Knowledge crystals are web-based information objects (in practice, web pages with a specific topic) that are used in scientific information production. They were first described in a report by National Public Health Institute of Finland in 2007, at that time using name variable and later ovariable (from open variable). The term knowledge crystal was first used in a review article about big data not earlier than in 2015.

The purpose of a knowledge crystal is to provide best current scientifically defendable answer or answers to a specific research question and also give enough rationale to convince a critical rational observer that the answers are plausible. This gives knowledge crystals their particular structure: question, answer, and rationale.
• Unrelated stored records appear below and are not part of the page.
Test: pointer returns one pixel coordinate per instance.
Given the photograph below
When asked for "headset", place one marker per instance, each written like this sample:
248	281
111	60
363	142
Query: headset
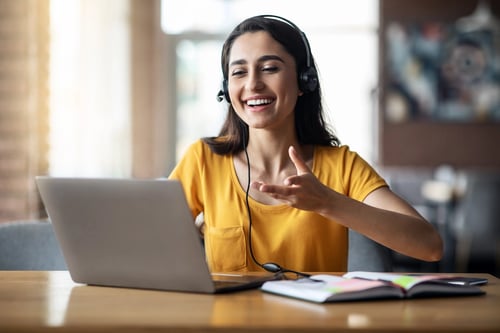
308	77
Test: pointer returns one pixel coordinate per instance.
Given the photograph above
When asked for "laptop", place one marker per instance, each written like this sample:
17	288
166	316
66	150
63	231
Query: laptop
132	233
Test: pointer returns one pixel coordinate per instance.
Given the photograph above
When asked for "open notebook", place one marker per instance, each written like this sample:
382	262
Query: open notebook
132	233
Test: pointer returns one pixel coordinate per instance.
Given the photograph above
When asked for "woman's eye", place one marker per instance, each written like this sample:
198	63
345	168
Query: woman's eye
271	69
238	72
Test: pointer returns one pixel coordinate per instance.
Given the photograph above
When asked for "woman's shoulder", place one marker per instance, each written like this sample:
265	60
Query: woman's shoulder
331	151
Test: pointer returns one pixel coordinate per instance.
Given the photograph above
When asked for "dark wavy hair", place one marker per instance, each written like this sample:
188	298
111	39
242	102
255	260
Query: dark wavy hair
309	118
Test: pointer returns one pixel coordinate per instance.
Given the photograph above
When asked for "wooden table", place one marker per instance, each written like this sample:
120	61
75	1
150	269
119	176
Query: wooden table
37	301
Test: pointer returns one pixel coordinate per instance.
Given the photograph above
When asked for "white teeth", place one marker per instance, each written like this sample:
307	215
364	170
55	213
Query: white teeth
255	102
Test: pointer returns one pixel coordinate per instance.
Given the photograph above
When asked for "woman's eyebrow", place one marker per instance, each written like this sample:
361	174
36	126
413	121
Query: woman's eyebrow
261	59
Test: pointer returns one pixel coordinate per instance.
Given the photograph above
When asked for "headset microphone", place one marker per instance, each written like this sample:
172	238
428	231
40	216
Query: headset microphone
220	96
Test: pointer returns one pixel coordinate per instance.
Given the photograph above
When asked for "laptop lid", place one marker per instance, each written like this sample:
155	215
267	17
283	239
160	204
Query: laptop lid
129	233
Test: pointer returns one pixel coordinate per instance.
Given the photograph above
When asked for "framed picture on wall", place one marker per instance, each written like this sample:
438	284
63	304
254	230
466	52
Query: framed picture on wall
444	71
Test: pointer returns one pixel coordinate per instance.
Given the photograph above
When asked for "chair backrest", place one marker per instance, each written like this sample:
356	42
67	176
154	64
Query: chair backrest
29	245
367	255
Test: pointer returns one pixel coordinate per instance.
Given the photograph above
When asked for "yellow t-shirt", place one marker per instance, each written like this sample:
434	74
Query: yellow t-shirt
293	238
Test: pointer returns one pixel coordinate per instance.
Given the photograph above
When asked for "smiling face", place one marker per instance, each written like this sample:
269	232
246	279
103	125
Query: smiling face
262	81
To promote the use of answers in decision support and elsewhere, they are by default published as open data. Especially, they are used in open assessments designed to support societal decisions. They are produced and distributed openly using crowdsourcing and scientific criticism. In disputes, arguments that are based on direct observations and data are the strongest.

The open participation in knowledge crystal production is inspired by the criteria for evaluating implementation of the Aarhus Convention principles by Hartley and Wood,
and particularly the seven categories of principles of public participation by Webler and Tuler.
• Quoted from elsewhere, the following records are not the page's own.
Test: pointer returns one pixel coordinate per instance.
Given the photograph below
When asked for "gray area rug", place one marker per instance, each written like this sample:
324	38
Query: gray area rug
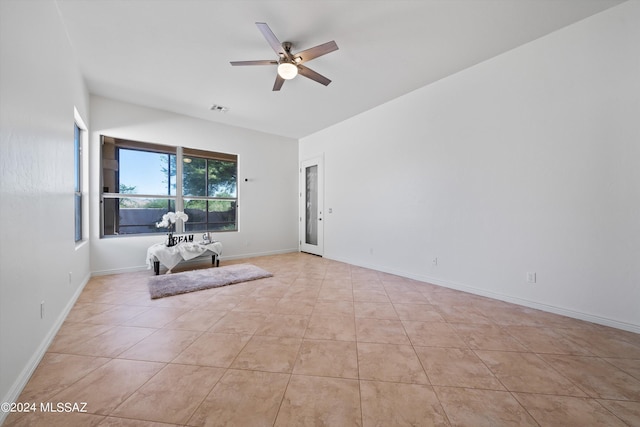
197	280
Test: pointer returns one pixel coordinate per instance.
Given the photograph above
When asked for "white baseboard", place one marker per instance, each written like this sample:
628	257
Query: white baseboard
14	392
503	297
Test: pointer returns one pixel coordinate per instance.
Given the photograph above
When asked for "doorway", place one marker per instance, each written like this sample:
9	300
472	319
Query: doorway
312	206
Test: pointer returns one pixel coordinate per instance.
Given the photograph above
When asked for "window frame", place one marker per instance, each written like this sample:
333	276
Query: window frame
178	198
80	188
77	170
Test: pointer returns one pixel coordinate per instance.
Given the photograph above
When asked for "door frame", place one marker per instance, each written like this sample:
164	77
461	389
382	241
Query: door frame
317	249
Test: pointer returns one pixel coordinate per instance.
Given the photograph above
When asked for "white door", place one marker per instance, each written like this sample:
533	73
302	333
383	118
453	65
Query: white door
311	206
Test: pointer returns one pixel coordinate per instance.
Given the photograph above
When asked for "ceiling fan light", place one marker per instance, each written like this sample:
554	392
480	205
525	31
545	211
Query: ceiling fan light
287	70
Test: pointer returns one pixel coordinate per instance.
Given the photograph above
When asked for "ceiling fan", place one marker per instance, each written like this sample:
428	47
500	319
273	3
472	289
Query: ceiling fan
290	64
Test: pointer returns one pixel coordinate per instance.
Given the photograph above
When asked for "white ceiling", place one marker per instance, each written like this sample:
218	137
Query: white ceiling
174	54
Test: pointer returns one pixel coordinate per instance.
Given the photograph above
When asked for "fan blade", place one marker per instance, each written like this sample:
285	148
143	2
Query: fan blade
314	52
258	62
271	39
279	82
310	74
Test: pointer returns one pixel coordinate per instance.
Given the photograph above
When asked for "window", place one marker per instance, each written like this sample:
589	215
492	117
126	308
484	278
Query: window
77	144
141	182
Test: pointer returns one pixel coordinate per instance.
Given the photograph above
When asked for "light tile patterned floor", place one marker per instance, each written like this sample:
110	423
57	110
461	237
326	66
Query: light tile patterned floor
327	343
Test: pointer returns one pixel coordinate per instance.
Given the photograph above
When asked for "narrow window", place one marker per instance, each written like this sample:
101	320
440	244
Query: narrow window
78	182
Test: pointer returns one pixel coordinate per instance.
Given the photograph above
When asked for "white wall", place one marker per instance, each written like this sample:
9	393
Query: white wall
267	205
527	162
39	87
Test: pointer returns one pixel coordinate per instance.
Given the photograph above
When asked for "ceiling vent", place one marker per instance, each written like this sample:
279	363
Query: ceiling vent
219	108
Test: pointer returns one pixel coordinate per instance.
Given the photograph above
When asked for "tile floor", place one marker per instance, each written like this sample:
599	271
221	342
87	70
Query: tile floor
324	343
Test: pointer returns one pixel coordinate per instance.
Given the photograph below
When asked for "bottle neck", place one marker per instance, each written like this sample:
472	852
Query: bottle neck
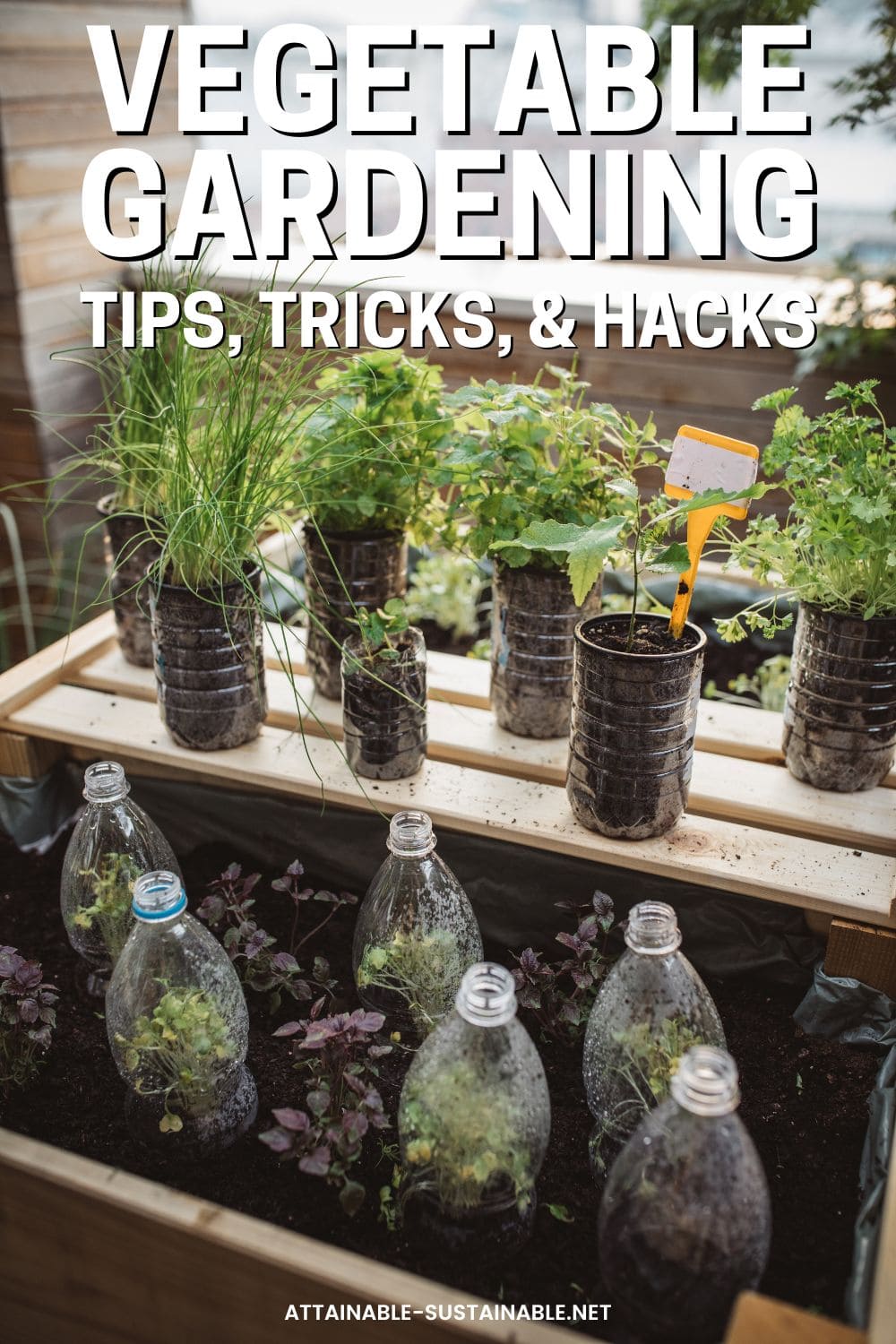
105	782
487	996
159	897
705	1082
411	835
651	929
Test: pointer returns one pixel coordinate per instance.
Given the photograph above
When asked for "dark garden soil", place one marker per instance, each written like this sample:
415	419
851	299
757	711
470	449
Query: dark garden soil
804	1102
648	639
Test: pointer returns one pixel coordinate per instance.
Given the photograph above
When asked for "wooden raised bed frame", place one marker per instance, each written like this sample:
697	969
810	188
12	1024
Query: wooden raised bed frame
86	1249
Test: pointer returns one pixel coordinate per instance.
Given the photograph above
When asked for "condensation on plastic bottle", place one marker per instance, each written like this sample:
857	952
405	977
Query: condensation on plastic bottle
112	844
416	933
650	1008
179	1029
474	1121
685	1218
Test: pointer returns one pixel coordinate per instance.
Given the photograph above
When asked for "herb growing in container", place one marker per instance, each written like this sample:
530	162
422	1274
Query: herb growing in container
125	454
836	553
637	685
368	454
533	472
228	475
384	694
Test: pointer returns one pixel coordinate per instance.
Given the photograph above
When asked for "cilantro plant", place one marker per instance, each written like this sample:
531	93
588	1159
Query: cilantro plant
559	994
837	545
646	1064
27	1018
370	449
533	472
381	631
424	969
339	1058
109	911
263	967
177	1051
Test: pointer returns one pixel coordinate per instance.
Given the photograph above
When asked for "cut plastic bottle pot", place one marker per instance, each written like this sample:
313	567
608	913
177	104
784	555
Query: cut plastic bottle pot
633	723
346	570
210	663
840	712
533	620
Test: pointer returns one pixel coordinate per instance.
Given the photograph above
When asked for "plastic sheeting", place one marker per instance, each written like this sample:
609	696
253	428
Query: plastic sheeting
513	890
853	1012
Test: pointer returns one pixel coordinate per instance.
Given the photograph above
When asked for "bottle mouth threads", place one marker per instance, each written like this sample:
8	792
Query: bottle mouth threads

Rather than consensus, knowledge crystals aim to produce shared understanding, where all relevant views and facts are described in such a detail that participants can see where there are agreements and where disagreements and why. It is also essential that scientifically falsified views do not affect the answer but that they are shown in the rationale to avoid repetition of previous mistakes. This is an essential part of a decision support approach called open policy practice, where information is structured specifically by using knowledge crystals
.

== Usage ==

Knowledge crystals are extensively used in Opasnet, a web-workspace for making open assessments to support societal decisions. The method was initially developed to promote environmental health assessments, but it was deliberately expanded to cover health impact assessments and other areas of decision support. Knowledge crystals are also used in Climate Watch, a monitoring platform for city-level climate mitigation.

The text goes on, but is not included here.